More questions are surfacing about the faulty University of Virginia rape story published last month by Rolling Stone.
When a girl named Jackie alleged to Rolling Stone that she was raped at a college frat party, the magazine trusted its source and complied with her request not to interview her accused rapist. The story opened up a nationwide discussion about rapes on campus before it was discovered that the story was actually false.
Rolling Stone issued an apology last week for its "misplaced trust" in their source.
Since then, Jackie's three friends in the story - identified as Andy, Randall and Cindy - came forward to point out flaws in Jackie's story that was published.
"It didn't happen that way at all," Andy told Washington Post.

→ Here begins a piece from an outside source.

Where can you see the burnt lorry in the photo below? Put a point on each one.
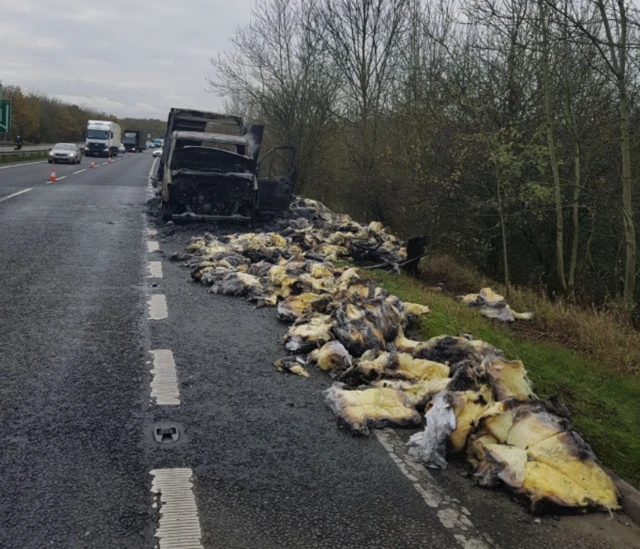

The friends relayed the same story Jackie told them on the night of the incident to the WP. The account differed immensely from the one reported by Rolling Stone:
The friends remember receiving a panicked call from Jackie at 1 a.m. on the night of the party saying she appeared "traumatized." She told her friends "her date ended horrifically, with the older student parking his car at his fraternity, asking her to come inside and then forcing her to perform oral sex on five men," the U. Va students said.
The friends told her to contact authorities, but she refused. Two of them stayed with Jackie all night to comfort her.
The friends also pointed out that the name of Jackie's alleged date from that night did not match the names of any students who go to the university - which was confirmed by Washington Post.
Pictures that Jackie showed her friends of her alleged date were actually of a high school classmate.
Jackie has a lawyer and is refusing to speak to the media on the issue.
The investigation into this story is continuing.